Many known causes of cancer, such as UV light and tobacco smoking, leave a specific fingerprint of damage in the DNA. Now, an international team has put together the most detailed list of these genetic fingerprints to date, providing clues as to how each cancer develops.
The study was produced as part of a global Pan-Cancer Project, which is helping understand the causes of cancer, informing prevention strategies, and help signpost new directions for cancer diagnosis and treatments.
The collaboration involving more than 1,300 scientists and clinicians from 37 countries analysed more than 2,600 genomes of 38 different tumour types.
Cancer is caused by mutations in the DNA of a cell, allowing it to divide uncontrollably. Many known causes of cancer, such as UV light and tobacco smoking, leave a specific mutational fingerprint of damage in the DNA.

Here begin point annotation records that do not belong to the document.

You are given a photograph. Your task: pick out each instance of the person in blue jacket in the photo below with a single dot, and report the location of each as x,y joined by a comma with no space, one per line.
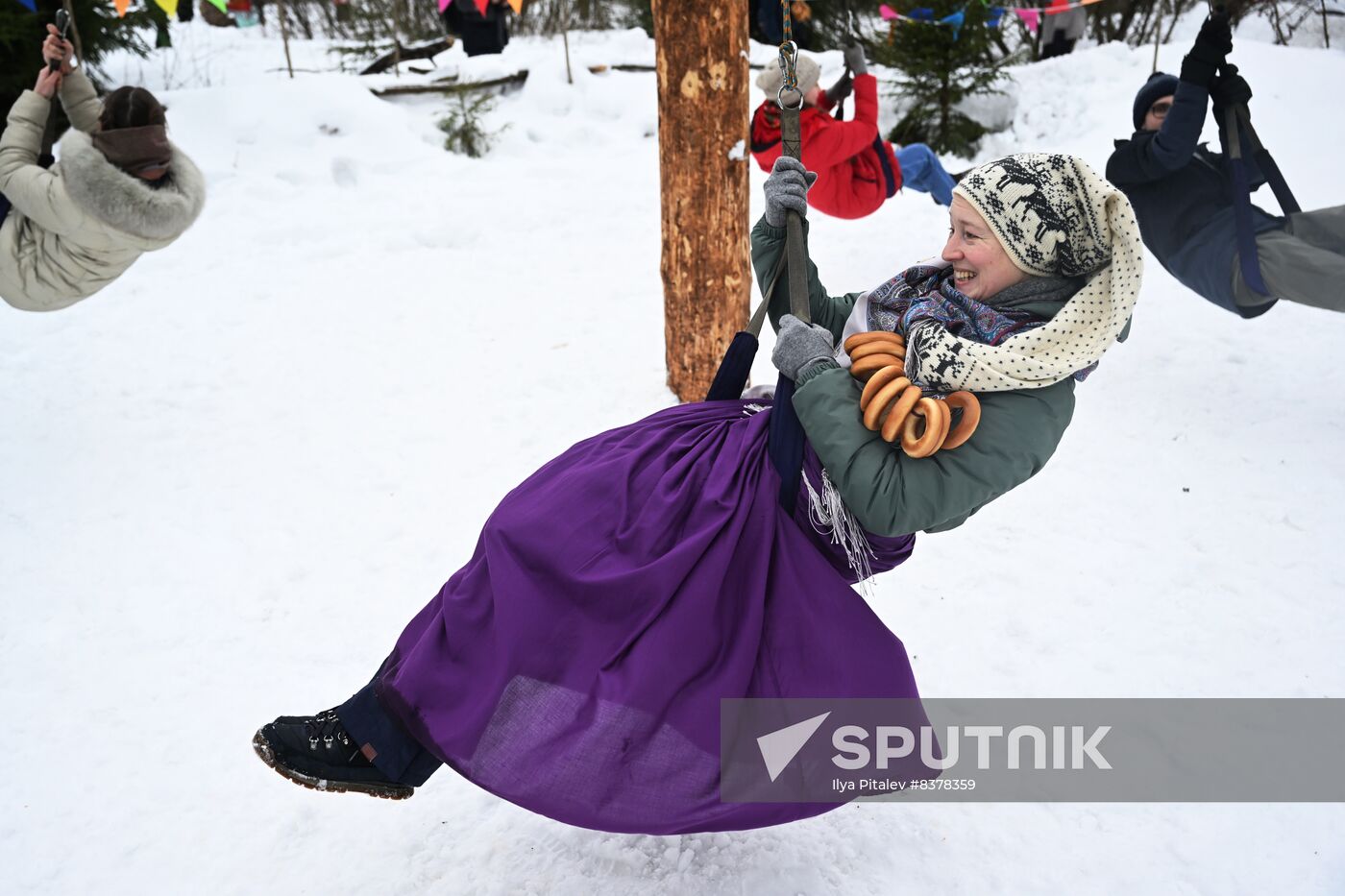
1183,202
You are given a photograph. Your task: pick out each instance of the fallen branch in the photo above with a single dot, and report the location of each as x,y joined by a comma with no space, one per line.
405,54
451,87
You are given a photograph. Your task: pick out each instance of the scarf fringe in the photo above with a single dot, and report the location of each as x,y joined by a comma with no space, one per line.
830,517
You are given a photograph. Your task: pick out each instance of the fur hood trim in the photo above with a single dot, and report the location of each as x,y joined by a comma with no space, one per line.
124,201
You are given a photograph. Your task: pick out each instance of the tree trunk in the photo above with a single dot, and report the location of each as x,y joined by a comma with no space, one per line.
702,73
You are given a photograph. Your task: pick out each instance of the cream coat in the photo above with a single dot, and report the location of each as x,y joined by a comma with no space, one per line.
78,227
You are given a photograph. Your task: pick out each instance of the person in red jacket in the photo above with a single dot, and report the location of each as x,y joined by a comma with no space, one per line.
857,168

The global study of these fingerprints identified new mutational signatures that had not been seen before, from single letter ‘typo’ mutations, to slightly larger insertions and deletions of genetic code.
The result is the largest database of reference mutational signatures ever. Only about half of all the mutational signatures have known causes, however this resource can now be used to help find more of these causes and better understand cancer development.